“We don’t care about solving hard problems in the autonomy space,” co-founder and CEO Gautam Narang says. “We don’t care about that. What we care about is introducing all the constraints that we can. Whatever helps us constrain the problem, we do that.”
Since Gatik formed in 2017, the company has defined its use case as the “middle mile”, somewhere between long-haul trucking and customer-facing delivery routes, connecting warehouses with retail stores and distribution centers. This means fixed, repeatable delivery routes roughly 15 km long. In addition, the vehicles use the right lane as often as possible and make as many right turns as possible to maximize safety and efficiency and mostly avoid more complicated maneuvers, such as unprotected left turns. Those sorts of restrictions would probably annoy human AV passengers but are of little consequence in a logistics-only operation. “This is the low-hanging fruit. We can target this in the near term and really scale this,” Narang says.

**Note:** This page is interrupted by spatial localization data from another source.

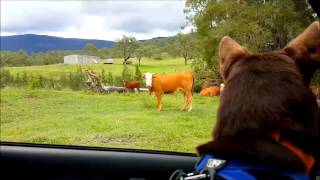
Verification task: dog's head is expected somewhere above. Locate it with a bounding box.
[197,21,320,173]
[214,21,320,140]
[219,21,320,84]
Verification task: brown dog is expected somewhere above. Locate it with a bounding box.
[197,21,320,175]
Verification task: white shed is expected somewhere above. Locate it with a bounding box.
[64,55,101,64]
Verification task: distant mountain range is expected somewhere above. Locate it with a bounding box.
[0,34,114,54]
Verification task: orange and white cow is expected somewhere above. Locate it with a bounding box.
[144,72,194,112]
[200,86,220,96]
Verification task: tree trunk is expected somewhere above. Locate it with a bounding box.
[138,57,141,66]
[123,46,127,64]
[123,56,130,64]
[183,51,188,65]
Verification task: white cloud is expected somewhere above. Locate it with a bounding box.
[1,0,190,41]
[1,1,82,32]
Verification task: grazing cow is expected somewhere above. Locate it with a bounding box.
[144,72,194,112]
[123,80,140,93]
[197,21,320,177]
[200,86,220,96]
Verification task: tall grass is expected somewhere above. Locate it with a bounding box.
[0,64,143,91]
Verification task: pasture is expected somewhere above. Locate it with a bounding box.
[1,58,220,153]
[1,87,219,153]
[5,58,192,79]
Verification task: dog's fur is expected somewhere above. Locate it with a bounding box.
[197,21,320,173]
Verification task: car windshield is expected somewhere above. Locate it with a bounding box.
[1,0,319,153]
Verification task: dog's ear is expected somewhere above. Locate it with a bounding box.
[284,21,320,84]
[218,36,249,81]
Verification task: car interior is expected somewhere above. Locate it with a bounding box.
[1,1,319,180]
[1,142,197,180]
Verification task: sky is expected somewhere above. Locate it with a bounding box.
[1,0,193,41]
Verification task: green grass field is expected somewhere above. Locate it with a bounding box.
[1,87,218,153]
[5,58,192,78]
[1,58,220,153]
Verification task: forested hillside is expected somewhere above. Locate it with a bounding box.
[0,34,113,53]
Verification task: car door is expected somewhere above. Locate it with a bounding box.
[1,142,198,180]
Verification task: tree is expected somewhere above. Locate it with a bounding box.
[175,33,197,65]
[114,35,138,64]
[184,0,310,80]
[98,48,111,59]
[135,43,150,66]
[82,43,98,56]
[1,50,29,67]
[0,52,11,67]
[135,48,144,66]
[18,49,29,66]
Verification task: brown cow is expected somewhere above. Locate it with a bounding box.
[200,86,220,96]
[197,21,320,176]
[144,72,194,112]
[123,80,140,93]
[201,79,220,89]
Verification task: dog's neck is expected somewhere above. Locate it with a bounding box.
[271,131,315,174]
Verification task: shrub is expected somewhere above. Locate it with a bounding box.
[21,71,28,86]
[135,65,142,80]
[29,75,41,89]
[106,72,114,86]
[69,72,85,90]
[0,69,14,87]
[38,75,46,88]
[122,65,132,81]
[45,77,59,89]
[59,73,69,88]
[114,76,124,86]
[100,69,107,84]
[67,66,86,90]
[14,71,28,87]
[1,67,92,90]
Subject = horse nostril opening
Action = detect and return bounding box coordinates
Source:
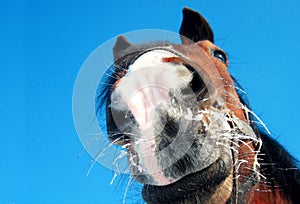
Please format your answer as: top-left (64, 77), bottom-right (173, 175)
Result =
top-left (185, 65), bottom-right (208, 102)
top-left (157, 117), bottom-right (179, 152)
top-left (164, 117), bottom-right (179, 137)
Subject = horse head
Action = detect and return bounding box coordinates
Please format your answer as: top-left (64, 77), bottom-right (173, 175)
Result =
top-left (97, 7), bottom-right (300, 204)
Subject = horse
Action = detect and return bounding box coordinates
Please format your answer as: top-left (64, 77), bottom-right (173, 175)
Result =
top-left (96, 7), bottom-right (300, 204)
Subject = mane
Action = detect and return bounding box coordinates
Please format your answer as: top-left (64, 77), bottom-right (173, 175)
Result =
top-left (233, 77), bottom-right (300, 200)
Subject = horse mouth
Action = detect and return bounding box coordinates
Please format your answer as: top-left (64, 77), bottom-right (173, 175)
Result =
top-left (106, 48), bottom-right (233, 200)
top-left (142, 156), bottom-right (232, 203)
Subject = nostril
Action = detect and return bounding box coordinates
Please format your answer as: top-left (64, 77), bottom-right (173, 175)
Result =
top-left (184, 65), bottom-right (208, 101)
top-left (164, 117), bottom-right (179, 137)
top-left (157, 116), bottom-right (180, 152)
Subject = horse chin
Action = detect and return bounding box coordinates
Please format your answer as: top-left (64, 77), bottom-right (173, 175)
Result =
top-left (141, 152), bottom-right (232, 204)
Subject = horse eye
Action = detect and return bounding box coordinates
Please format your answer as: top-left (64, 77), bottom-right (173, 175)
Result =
top-left (212, 50), bottom-right (227, 64)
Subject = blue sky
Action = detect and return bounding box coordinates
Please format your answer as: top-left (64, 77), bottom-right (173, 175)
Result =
top-left (1, 0), bottom-right (299, 203)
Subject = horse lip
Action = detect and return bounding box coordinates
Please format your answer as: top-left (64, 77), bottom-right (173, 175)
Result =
top-left (142, 154), bottom-right (232, 203)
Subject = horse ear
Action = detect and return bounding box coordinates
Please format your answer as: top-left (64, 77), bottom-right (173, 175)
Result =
top-left (179, 7), bottom-right (214, 44)
top-left (113, 36), bottom-right (132, 62)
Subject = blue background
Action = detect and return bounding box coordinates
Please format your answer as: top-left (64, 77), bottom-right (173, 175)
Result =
top-left (1, 0), bottom-right (299, 203)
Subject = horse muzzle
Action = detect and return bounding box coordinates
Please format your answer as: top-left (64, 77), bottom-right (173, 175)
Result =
top-left (106, 47), bottom-right (233, 186)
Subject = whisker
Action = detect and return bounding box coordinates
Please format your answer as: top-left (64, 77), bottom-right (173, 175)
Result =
top-left (103, 71), bottom-right (119, 80)
top-left (98, 82), bottom-right (114, 86)
top-left (241, 104), bottom-right (271, 134)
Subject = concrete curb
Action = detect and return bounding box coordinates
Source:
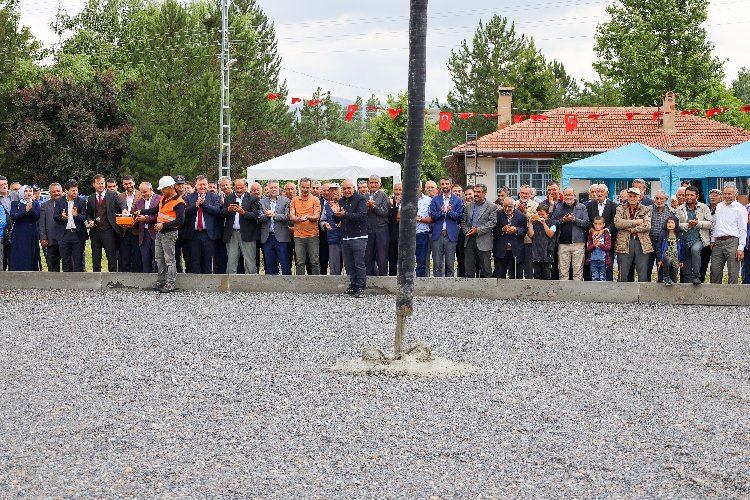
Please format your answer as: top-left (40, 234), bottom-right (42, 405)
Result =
top-left (1, 272), bottom-right (747, 306)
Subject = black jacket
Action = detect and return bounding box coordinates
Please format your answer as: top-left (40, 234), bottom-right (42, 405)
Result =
top-left (334, 193), bottom-right (368, 239)
top-left (52, 196), bottom-right (89, 242)
top-left (86, 191), bottom-right (125, 235)
top-left (587, 199), bottom-right (617, 237)
top-left (221, 192), bottom-right (261, 243)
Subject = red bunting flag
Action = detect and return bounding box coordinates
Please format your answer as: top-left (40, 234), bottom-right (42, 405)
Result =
top-left (267, 93), bottom-right (281, 100)
top-left (679, 109), bottom-right (700, 115)
top-left (458, 113), bottom-right (476, 119)
top-left (652, 111), bottom-right (664, 121)
top-left (483, 113), bottom-right (502, 118)
top-left (439, 112), bottom-right (453, 131)
top-left (625, 112), bottom-right (639, 120)
top-left (565, 113), bottom-right (578, 133)
top-left (513, 115), bottom-right (528, 123)
top-left (387, 108), bottom-right (403, 119)
top-left (346, 104), bottom-right (358, 122)
top-left (366, 105), bottom-right (381, 111)
top-left (740, 105), bottom-right (750, 113)
top-left (308, 99), bottom-right (321, 107)
top-left (587, 113), bottom-right (608, 120)
top-left (706, 107), bottom-right (729, 118)
top-left (530, 115), bottom-right (548, 122)
top-left (291, 97), bottom-right (301, 104)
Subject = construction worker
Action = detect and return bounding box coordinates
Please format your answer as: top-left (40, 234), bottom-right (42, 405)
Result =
top-left (134, 176), bottom-right (185, 293)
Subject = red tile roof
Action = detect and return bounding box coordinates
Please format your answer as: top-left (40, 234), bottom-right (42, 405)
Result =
top-left (452, 107), bottom-right (750, 156)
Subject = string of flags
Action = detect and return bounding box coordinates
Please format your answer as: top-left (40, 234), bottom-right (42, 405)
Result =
top-left (268, 93), bottom-right (750, 131)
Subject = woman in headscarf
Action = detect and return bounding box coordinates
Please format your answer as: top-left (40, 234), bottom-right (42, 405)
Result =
top-left (10, 185), bottom-right (41, 271)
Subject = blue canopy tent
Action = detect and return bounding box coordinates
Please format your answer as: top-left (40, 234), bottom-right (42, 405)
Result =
top-left (670, 140), bottom-right (750, 197)
top-left (562, 143), bottom-right (683, 198)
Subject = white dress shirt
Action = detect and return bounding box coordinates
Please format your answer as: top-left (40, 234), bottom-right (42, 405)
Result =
top-left (233, 193), bottom-right (244, 230)
top-left (711, 200), bottom-right (747, 249)
top-left (66, 199), bottom-right (76, 230)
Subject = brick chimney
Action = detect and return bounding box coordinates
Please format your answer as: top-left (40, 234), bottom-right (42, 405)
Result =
top-left (661, 91), bottom-right (677, 133)
top-left (497, 86), bottom-right (515, 129)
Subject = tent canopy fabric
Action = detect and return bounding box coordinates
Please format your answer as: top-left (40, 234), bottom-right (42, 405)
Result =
top-left (670, 139), bottom-right (750, 195)
top-left (562, 142), bottom-right (683, 196)
top-left (247, 139), bottom-right (402, 183)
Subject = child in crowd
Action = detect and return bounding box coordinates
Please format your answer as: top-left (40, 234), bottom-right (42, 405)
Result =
top-left (586, 216), bottom-right (611, 281)
top-left (526, 205), bottom-right (556, 280)
top-left (657, 215), bottom-right (683, 285)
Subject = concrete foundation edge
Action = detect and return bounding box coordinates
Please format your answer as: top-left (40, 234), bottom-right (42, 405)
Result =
top-left (1, 272), bottom-right (747, 306)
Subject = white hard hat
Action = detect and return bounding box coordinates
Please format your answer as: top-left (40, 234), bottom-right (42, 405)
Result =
top-left (157, 175), bottom-right (176, 191)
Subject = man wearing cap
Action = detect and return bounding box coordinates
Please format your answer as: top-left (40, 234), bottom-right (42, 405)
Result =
top-left (86, 173), bottom-right (125, 272)
top-left (134, 176), bottom-right (185, 292)
top-left (614, 187), bottom-right (653, 282)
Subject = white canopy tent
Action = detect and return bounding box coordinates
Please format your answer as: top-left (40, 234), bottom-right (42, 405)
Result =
top-left (246, 139), bottom-right (402, 184)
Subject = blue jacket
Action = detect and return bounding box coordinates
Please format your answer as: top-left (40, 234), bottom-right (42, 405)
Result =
top-left (183, 191), bottom-right (222, 241)
top-left (429, 193), bottom-right (464, 242)
top-left (322, 201), bottom-right (342, 244)
top-left (656, 230), bottom-right (684, 264)
top-left (334, 193), bottom-right (368, 239)
top-left (0, 203), bottom-right (6, 238)
top-left (493, 209), bottom-right (528, 259)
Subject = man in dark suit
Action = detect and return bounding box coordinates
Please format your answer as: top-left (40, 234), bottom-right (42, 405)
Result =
top-left (387, 183), bottom-right (401, 276)
top-left (494, 197), bottom-right (528, 279)
top-left (53, 179), bottom-right (89, 272)
top-left (221, 178), bottom-right (261, 274)
top-left (586, 184), bottom-right (617, 281)
top-left (86, 173), bottom-right (124, 272)
top-left (134, 181), bottom-right (160, 273)
top-left (173, 174), bottom-right (191, 273)
top-left (118, 175), bottom-right (142, 272)
top-left (183, 175), bottom-right (222, 274)
top-left (39, 182), bottom-right (63, 272)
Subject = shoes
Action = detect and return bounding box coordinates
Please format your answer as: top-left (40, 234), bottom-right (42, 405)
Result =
top-left (344, 286), bottom-right (356, 295)
top-left (158, 283), bottom-right (175, 293)
top-left (353, 288), bottom-right (365, 298)
top-left (146, 281), bottom-right (166, 291)
top-left (692, 277), bottom-right (702, 285)
top-left (664, 277), bottom-right (673, 286)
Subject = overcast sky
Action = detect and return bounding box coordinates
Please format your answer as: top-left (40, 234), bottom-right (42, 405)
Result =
top-left (18, 0), bottom-right (750, 103)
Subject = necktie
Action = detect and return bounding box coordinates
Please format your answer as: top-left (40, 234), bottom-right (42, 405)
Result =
top-left (98, 193), bottom-right (102, 204)
top-left (197, 206), bottom-right (204, 231)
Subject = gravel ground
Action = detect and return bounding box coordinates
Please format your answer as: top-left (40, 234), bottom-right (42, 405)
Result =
top-left (0, 289), bottom-right (748, 498)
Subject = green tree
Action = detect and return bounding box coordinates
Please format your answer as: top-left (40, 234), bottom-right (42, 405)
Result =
top-left (731, 67), bottom-right (750, 104)
top-left (3, 73), bottom-right (132, 186)
top-left (445, 15), bottom-right (579, 140)
top-left (0, 0), bottom-right (42, 165)
top-left (593, 0), bottom-right (724, 106)
top-left (365, 94), bottom-right (444, 183)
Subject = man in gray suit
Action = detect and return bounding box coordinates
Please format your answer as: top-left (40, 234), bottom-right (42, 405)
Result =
top-left (258, 180), bottom-right (292, 275)
top-left (460, 184), bottom-right (497, 278)
top-left (39, 182), bottom-right (63, 272)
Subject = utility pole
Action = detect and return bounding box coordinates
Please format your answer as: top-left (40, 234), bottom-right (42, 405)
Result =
top-left (218, 0), bottom-right (231, 181)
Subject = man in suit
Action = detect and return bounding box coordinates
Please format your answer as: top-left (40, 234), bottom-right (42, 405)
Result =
top-left (586, 184), bottom-right (617, 281)
top-left (364, 175), bottom-right (390, 276)
top-left (494, 197), bottom-right (528, 279)
top-left (221, 178), bottom-right (261, 274)
top-left (258, 180), bottom-right (292, 275)
top-left (39, 182), bottom-right (63, 272)
top-left (214, 176), bottom-right (233, 274)
top-left (173, 175), bottom-right (191, 273)
top-left (134, 181), bottom-right (160, 273)
top-left (312, 180), bottom-right (329, 275)
top-left (53, 179), bottom-right (89, 272)
top-left (517, 184), bottom-right (539, 279)
top-left (182, 175), bottom-right (222, 274)
top-left (118, 175), bottom-right (142, 272)
top-left (387, 182), bottom-right (402, 276)
top-left (86, 173), bottom-right (124, 272)
top-left (460, 184), bottom-right (497, 278)
top-left (0, 176), bottom-right (20, 270)
top-left (429, 176), bottom-right (464, 277)
top-left (250, 182), bottom-right (264, 273)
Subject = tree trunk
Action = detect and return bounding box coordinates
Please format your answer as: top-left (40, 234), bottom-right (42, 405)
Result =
top-left (395, 0), bottom-right (428, 357)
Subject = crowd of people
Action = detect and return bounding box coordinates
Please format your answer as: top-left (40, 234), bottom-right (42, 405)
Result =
top-left (0, 173), bottom-right (748, 295)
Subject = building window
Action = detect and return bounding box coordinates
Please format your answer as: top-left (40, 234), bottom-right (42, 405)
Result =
top-left (717, 178), bottom-right (749, 195)
top-left (495, 159), bottom-right (552, 197)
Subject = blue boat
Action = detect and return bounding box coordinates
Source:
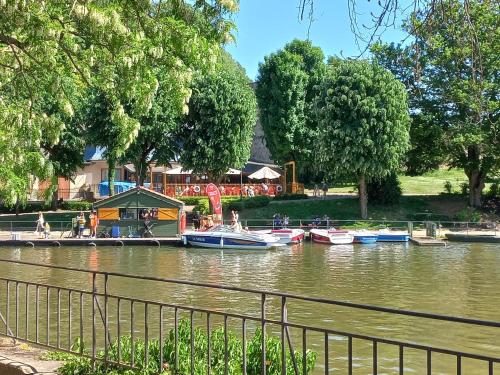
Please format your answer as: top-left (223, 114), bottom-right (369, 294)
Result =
top-left (376, 230), bottom-right (410, 242)
top-left (349, 231), bottom-right (379, 244)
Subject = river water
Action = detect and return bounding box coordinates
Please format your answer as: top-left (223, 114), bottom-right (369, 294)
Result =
top-left (0, 242), bottom-right (499, 374)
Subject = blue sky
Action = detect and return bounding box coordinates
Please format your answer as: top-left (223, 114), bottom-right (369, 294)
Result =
top-left (225, 0), bottom-right (409, 80)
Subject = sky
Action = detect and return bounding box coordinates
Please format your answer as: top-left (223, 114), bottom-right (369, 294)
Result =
top-left (225, 0), bottom-right (409, 80)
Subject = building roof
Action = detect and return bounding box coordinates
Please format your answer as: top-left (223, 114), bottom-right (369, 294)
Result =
top-left (94, 186), bottom-right (184, 208)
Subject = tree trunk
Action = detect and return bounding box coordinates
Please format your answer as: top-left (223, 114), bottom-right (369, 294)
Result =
top-left (467, 170), bottom-right (485, 208)
top-left (108, 157), bottom-right (116, 196)
top-left (51, 189), bottom-right (58, 210)
top-left (358, 175), bottom-right (368, 219)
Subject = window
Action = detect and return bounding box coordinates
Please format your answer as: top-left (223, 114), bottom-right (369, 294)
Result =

Via their current partnership with Walmart, and possibly other major retailers, it is reasonable to believe that the B2B “middle mile” use case is viable for early deployment in the US. Even if widespread AV adoption is increasingly seen as a long game, it would be interesting to see more mature niche use cases to keep the development going and contribute in figuring out key issues related to policy, acceptance, interaction, and so on.